Sei que a gravidez é um período em que a nossa mente nos obriga à introspecçao. A voltarmo-nos para nós mesmas, para a nossa intuição e para os nossos instintos. Sei que é necessária essa conexão connosco mesmas, para podermos conectar com os nossos filhos ainda dentro dos nossos ventres. Sei que telepatia começa por aí, por sabermos identificar o que são os nossos sentimentos, pensamentos e palvaras e quais são os dos nossos filhos. Sei que a meditação nos ajuda muitíssimo nisso e que ela é, nada, mais nada menos que um estado leve, muito leve de transe, que pode ser trabalhado e nos dá valiosos presentes. Eu mesma em meditação já pude ouvir, não o meu, mas o coração do meu filho dentro a bater de mim. Sei que perguntando ao meu filho se ele era menino ou menina, com toda a certeza ele me respondeu “quem pensas que sou? É claro que sou um menino” com a personalidade forte que até hoje aos cinco anos o caracteriza. Milhões de mães podem concordar comigo nos acontecimentos “mágicos” que não sabemos explicar, que acontecem durante a gravidez, que nos são trazidos pela nossa intuição e que por tanta dúvida, que o mundo que não nos ensinou a lidar com a nossa intuição nos põe, deixamos de confiar neles, ou confiamos, mas depois pô-mos naquela caixinha do “assuntos misteriosos ficam só aí” e não nos aprofundamos neles.

No entanto a intuição feminina, é daquelas coisas que sabemos que não falha. Ela existe por um motivo.

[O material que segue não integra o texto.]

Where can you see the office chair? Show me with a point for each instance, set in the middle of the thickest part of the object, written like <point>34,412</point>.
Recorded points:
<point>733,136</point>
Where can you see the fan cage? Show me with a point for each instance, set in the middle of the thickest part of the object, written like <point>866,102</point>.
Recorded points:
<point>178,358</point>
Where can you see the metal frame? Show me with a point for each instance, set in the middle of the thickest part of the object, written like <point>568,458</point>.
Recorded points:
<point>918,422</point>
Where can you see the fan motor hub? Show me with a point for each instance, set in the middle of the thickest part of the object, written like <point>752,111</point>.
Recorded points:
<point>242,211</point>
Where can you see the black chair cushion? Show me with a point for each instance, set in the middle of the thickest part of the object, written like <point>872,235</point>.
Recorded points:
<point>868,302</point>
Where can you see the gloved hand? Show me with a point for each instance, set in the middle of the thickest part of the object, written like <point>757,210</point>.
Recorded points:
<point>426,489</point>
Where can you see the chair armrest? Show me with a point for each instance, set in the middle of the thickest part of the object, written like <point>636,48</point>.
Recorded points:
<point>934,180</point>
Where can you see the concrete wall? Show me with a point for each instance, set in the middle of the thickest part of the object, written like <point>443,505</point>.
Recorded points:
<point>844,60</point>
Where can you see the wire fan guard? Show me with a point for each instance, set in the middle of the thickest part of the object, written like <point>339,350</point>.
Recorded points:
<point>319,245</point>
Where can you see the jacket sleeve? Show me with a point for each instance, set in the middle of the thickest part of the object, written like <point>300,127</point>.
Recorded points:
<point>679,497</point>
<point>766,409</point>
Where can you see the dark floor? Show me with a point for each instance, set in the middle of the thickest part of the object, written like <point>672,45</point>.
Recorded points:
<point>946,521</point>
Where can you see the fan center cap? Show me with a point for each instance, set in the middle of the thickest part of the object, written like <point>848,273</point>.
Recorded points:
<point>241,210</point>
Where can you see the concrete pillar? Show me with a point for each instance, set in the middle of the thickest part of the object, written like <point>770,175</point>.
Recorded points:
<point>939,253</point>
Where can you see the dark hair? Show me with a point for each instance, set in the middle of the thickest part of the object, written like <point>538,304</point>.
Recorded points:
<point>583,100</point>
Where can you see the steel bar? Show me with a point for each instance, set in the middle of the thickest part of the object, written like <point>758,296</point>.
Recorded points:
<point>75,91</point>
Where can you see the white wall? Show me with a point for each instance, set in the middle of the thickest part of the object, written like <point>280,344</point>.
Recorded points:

Existe comunicação entre mãe e filho, e sei que a mãe só tem que saber como se dá essa comunicação para que possa confiar nela e não pensar que seja algo “da sua cabeça”, para depois o varrer para fora da cabeça como se varre a poeira de casa. Já alguns médicos ao fim da gravidez nos perguntam “tem tido algum sonho que lhe chame mais atenção?”. Isto porque eles sabem que nos nossos sonhos vêm sim mensagens que podem ser determinantes para o nosso parto. A nossa mente tem essa capacidade e cada vez mais a neuro ciência vai dando importância e valor a isso. Cada vez mais somos estimuladas a conversar com os nossos filhos dentro do nosso ventre e a nos afastarmos daquilo que tanto física como emocional e psicologicamente nos afecta negativamente, porque também afecta negativamente as crianças dentro de nós. A comunicação de nós para os bebés já é facto. Falta agora sabermos ouvir e ler a comunicação dos bebés para nós.

Que tal irmos treinando ouvir aquela voz que na nossa cabeça responde quando chamamos docemente “baby…?”, quais são as primeiras palavras que aparecem na nossa mente, que pensamos que são a nossa imaginação? São mesmo? Que tal irmos nos deitar à noite meditarmos um bocadinho e pedirmos a esse bebé que venha conversar connosco nos nossos sonhos? E que tal acreditarmos nas respostas que recebemos quando fazemos isso?

Que lindo seria preparar o caminho para que o bebé venha com confiança.
Que lindo seria saber no nosso íntimo como ajudar esse ser a caminhar.